Quando a vida se organiza em pétalas, nervuras, flocos, ciclones, turbilhões, ela invariavelmente segue a lógica da espiral áurea, como se a criação inteira obedecesse a um sopro antigo que ordena o caos com rigorosa delicadeza. 

Cada vibração da matéria, da onda de luz, do campo energético é ressonância dessa Palavra que dá forma e proporção. 

Não por acaso tantos cientistas descrevem o universo como música, pois o Verbo, que estava no princípio, é também a melodia que retine nos alicerces do real, e sua partitura parece seguir o ritmo secreto do mesmo princípio geométrico com que Deus moldou o mundo.  

O poeta vê no céu estrelado uma frase interrompida; o místico percebe no silêncio uma sintaxe secreta; a fé reconhece que o mundo inteiro é uma metáfora sustentada por uma única Palavra. A fé é a gramática invisível que une o cósmico ao íntimo, o infinito ao cotidiano. E, como toda arte verdadeira, ela percebe que o belo não é um capricho, é proporção. 

É aquele equilíbrio misterioso que faz com que o todo seja maior do que a soma das partes, como acontece na proporção áurea, onde cada segmento guarda relação viva com o todo. Assim também Deus abarca o grande e o pequeno, o eterno e o breve, o universal e o pessoal.  

Advento é o tempo em que essa harmonia se manifesta com nitidez. É quando o céu e a terra respiram juntos, quando a poesia se curva diante do mistério e a fé se ergue com a leveza de quem espera o que já pressente. 

O Logos, que ordena galáxias, também sustenta corações, pois a alma foi moldada segundo uma razão áurea interior, uma harmonia que permite suportar o peso da vida sem perder a leveza da fé.  

E então, no ápice dessa linguagem que une estrelas e flores, o Verbo se faz carne e o Autor entra na própria narrativa. O Logos, que estava com Deus desde o princípio e por quem tudo foi feito, escolhe viver no tempo.  

Ele, que arquitetou nebulosas em espirais grandiosas, agora se enrosca na espiral minúscula do ventre de Maria, realizando o gesto mais audacioso de toda a história.  

A Encarnação é a versão mais radical da proporção áurea, onde o infinito e o finito se relacionam de modo perfeito, sem ruptura, sem violência, sem perda. Aquele que moldou o mundo segundo a harmonia repousa no ritmo deste próprio mundo. 

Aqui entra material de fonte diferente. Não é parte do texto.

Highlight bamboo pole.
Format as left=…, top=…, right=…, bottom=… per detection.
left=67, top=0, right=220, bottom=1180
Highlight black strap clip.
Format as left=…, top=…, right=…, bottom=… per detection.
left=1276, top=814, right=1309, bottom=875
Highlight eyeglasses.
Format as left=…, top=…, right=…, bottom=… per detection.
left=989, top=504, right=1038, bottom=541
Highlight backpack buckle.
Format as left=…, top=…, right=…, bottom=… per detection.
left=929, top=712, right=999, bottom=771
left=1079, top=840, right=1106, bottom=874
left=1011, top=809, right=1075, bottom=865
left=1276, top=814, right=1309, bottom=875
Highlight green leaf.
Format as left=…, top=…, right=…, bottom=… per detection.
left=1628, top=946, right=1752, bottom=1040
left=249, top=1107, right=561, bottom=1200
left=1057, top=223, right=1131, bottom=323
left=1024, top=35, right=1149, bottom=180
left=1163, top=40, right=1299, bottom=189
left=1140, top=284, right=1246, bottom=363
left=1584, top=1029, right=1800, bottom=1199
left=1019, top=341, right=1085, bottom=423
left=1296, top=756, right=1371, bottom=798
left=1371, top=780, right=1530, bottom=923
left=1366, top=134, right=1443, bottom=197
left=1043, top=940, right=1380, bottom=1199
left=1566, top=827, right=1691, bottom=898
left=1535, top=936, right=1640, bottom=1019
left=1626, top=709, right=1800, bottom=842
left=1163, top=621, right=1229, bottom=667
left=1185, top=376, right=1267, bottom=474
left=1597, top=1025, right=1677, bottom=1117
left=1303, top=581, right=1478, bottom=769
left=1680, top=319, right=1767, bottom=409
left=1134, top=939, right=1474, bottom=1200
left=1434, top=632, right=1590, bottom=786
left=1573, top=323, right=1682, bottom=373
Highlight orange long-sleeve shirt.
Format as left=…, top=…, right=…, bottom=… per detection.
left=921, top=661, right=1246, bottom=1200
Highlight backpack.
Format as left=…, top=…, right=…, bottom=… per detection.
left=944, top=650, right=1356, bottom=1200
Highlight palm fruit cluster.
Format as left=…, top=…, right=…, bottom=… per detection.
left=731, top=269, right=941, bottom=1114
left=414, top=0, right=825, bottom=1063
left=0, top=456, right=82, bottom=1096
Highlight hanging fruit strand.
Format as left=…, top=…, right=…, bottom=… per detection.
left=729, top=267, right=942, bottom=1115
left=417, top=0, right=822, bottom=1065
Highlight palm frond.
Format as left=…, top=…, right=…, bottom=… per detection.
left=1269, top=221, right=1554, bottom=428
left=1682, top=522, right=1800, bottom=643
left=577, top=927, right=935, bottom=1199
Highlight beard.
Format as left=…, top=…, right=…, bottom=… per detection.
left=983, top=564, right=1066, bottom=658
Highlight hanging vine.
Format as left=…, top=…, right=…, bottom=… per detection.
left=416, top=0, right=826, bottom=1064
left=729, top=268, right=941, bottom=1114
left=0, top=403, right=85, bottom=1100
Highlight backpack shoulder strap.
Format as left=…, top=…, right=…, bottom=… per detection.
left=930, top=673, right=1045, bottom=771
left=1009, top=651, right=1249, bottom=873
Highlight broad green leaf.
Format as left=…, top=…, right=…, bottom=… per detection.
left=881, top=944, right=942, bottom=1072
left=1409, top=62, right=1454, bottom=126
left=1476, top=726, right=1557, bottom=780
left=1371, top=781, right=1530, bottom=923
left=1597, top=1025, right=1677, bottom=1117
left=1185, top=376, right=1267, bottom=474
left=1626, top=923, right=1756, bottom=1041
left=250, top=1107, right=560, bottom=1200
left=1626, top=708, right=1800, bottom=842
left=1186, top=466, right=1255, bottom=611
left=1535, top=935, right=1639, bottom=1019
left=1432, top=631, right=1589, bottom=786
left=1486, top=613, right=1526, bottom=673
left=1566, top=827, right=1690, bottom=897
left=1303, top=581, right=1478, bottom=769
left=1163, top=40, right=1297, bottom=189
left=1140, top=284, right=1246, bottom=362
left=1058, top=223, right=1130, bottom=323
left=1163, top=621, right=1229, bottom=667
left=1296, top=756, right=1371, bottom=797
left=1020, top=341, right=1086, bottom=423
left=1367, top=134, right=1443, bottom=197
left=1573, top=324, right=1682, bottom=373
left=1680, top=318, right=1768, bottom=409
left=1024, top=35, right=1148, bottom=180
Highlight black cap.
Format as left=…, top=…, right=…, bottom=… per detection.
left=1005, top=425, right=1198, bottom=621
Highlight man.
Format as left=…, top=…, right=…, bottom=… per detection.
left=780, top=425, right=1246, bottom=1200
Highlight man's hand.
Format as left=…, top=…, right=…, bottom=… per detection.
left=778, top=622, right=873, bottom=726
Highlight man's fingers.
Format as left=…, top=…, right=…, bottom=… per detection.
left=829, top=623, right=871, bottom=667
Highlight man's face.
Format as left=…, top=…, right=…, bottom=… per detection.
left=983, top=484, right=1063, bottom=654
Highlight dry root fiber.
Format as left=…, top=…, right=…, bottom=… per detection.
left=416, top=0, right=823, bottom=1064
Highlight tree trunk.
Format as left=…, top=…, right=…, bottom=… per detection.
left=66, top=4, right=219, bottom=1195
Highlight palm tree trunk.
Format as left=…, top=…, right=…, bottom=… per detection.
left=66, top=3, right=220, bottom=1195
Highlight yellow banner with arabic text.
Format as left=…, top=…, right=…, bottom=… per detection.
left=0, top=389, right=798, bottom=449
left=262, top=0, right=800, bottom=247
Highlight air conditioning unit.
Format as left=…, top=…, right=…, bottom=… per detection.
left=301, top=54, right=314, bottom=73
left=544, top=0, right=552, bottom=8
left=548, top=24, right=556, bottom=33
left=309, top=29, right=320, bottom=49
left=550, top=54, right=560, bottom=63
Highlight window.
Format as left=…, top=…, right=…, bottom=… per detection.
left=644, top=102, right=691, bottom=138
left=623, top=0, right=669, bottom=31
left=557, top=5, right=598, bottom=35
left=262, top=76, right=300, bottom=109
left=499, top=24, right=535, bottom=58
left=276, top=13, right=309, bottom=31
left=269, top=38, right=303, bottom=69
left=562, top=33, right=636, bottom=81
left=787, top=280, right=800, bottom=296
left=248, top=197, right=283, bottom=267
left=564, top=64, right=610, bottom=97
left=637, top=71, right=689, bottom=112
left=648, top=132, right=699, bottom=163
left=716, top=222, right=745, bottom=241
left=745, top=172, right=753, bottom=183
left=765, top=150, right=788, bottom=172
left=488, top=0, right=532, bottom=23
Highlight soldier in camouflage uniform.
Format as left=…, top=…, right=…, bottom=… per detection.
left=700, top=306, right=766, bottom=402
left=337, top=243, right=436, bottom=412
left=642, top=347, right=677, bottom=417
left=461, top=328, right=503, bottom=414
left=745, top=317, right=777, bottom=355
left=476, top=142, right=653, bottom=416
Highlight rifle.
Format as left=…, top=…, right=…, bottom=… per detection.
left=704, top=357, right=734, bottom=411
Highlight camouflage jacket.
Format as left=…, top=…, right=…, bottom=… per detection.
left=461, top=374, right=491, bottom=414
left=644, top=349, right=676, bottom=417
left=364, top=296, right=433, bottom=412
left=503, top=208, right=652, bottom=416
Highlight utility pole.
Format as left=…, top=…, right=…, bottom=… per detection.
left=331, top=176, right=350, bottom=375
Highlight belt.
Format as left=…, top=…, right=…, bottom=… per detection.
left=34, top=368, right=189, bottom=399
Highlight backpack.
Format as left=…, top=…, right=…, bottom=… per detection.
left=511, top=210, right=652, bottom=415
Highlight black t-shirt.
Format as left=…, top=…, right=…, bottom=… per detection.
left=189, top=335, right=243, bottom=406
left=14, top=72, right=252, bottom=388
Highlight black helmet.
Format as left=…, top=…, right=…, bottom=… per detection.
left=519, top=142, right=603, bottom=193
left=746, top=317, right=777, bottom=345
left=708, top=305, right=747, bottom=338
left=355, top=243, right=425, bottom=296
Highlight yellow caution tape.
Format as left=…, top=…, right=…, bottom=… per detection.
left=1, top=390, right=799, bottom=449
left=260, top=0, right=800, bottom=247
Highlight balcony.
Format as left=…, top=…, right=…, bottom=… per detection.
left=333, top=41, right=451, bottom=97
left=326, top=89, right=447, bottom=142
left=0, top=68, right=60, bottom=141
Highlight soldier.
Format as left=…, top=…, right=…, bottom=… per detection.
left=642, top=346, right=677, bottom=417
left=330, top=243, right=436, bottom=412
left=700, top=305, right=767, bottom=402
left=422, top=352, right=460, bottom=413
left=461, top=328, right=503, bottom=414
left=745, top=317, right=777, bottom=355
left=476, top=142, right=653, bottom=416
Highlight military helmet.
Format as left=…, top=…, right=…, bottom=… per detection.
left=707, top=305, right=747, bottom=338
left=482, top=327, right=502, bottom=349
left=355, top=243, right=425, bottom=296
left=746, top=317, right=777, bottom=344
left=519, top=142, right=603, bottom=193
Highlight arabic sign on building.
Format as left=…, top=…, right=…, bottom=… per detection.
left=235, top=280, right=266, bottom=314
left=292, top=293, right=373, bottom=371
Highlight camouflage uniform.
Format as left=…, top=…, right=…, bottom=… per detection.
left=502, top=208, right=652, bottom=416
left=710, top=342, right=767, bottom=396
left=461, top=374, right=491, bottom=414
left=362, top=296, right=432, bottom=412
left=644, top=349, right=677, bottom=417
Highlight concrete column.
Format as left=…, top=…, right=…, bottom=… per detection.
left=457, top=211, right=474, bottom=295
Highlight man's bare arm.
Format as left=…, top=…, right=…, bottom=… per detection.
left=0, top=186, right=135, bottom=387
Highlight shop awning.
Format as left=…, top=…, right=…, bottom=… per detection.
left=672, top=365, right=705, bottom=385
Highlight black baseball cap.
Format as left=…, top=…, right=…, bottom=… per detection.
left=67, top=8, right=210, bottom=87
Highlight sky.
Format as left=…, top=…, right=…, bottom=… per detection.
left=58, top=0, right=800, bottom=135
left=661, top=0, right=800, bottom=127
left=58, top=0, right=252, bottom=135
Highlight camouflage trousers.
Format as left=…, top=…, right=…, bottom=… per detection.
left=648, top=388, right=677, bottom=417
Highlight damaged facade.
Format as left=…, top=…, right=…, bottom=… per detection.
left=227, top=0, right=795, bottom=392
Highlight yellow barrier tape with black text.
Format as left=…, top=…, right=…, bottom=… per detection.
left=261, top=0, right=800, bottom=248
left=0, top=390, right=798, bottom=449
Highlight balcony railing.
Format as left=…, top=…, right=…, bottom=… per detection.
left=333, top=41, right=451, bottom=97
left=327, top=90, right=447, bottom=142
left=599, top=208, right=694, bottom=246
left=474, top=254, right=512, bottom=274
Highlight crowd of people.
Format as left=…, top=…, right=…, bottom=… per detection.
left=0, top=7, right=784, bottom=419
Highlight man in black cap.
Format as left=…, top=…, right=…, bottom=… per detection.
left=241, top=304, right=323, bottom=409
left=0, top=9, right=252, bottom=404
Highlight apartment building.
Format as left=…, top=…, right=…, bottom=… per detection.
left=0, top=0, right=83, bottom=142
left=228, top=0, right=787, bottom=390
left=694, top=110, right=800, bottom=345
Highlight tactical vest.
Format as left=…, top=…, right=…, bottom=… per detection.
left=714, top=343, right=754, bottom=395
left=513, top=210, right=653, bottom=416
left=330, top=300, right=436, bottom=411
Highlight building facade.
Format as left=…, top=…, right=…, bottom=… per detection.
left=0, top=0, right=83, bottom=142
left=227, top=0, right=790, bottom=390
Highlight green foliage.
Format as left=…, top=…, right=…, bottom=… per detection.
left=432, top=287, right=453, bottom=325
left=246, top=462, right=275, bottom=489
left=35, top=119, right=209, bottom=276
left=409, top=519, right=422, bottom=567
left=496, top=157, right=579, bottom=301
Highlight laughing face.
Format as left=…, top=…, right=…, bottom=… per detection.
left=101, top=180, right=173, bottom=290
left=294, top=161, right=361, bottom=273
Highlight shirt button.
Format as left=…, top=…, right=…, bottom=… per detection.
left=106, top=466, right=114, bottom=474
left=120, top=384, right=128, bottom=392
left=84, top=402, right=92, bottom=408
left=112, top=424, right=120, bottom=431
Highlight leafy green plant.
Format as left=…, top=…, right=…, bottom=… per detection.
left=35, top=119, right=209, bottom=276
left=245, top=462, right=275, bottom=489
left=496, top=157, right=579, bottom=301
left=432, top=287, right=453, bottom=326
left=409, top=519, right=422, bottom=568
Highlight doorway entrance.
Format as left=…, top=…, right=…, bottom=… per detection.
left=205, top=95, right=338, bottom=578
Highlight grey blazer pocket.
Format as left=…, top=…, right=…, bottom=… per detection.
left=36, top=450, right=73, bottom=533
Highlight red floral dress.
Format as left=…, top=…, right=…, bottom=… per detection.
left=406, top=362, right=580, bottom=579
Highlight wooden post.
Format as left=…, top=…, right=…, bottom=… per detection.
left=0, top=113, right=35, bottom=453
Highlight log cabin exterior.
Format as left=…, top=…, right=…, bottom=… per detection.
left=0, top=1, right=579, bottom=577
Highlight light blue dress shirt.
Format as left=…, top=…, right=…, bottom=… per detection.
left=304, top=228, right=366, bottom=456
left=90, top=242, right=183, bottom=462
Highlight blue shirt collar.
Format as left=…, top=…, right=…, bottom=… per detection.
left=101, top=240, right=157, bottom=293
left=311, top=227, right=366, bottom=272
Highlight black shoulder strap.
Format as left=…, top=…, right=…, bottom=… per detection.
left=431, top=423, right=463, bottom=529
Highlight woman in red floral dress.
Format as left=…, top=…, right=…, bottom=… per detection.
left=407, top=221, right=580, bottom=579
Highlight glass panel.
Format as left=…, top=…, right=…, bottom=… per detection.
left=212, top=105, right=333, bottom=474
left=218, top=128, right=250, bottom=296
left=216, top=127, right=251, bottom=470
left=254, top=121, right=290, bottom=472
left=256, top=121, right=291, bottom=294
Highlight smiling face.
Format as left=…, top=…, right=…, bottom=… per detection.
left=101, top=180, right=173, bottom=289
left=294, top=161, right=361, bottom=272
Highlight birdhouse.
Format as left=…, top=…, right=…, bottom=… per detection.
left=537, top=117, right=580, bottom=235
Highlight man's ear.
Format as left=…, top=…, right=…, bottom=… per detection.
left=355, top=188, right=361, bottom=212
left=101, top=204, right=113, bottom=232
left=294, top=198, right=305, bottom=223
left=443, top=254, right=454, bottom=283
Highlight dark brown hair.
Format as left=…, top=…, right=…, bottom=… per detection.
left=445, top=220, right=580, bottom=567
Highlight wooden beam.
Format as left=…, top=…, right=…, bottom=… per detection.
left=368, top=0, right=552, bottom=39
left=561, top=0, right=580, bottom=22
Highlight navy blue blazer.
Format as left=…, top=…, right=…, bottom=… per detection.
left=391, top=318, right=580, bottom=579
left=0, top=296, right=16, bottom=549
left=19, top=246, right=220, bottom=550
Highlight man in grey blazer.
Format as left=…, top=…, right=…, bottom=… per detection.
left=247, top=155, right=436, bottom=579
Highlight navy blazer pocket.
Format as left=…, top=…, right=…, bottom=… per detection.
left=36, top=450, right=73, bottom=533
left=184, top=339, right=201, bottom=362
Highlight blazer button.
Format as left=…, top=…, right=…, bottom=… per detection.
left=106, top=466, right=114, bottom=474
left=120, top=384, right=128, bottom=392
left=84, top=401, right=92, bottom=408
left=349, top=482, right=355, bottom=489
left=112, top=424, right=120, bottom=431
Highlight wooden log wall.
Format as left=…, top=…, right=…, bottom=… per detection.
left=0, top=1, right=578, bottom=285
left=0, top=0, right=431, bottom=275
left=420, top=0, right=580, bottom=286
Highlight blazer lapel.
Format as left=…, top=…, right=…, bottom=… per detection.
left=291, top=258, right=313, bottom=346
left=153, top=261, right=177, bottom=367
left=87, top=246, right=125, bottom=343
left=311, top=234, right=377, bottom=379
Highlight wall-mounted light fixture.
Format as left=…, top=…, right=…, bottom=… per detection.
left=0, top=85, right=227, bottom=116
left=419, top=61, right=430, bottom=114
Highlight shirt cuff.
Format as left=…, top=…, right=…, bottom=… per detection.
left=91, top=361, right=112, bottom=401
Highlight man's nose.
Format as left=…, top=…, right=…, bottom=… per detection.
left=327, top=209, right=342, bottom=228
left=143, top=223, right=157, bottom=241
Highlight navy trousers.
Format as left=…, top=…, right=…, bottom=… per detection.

O Advento é o instante de Deus. Um instante que, momentos antes dispersos nas estrelas, nos átomos e nos profetas, condensa-se num único rosto.  

A música do cosmos encontra sua melodia. A lógica do universo a sua gramática. Toda a beleza matemática encontra sua figura.  

O logos que ordenou o ser habita entre nós, e a vastidão do universo se recolhe na fragilidade de Belém. A Palavra eterna, ainda silenciosa na manjedoura, diz mais do que todas as frases pronunciadas desde o início do mundo. 

Assim, da primeira expansão de luz ao último suspiro de esperança, o universo inteiro se inclina em direção ao mesmo sentido e a criação insinua que o Verbo que estava no princípio é o mesmo, e sua Palavra atravessa as eras para sussurrar ao mundo que ainda vale a pena esperar, pois Ele vem!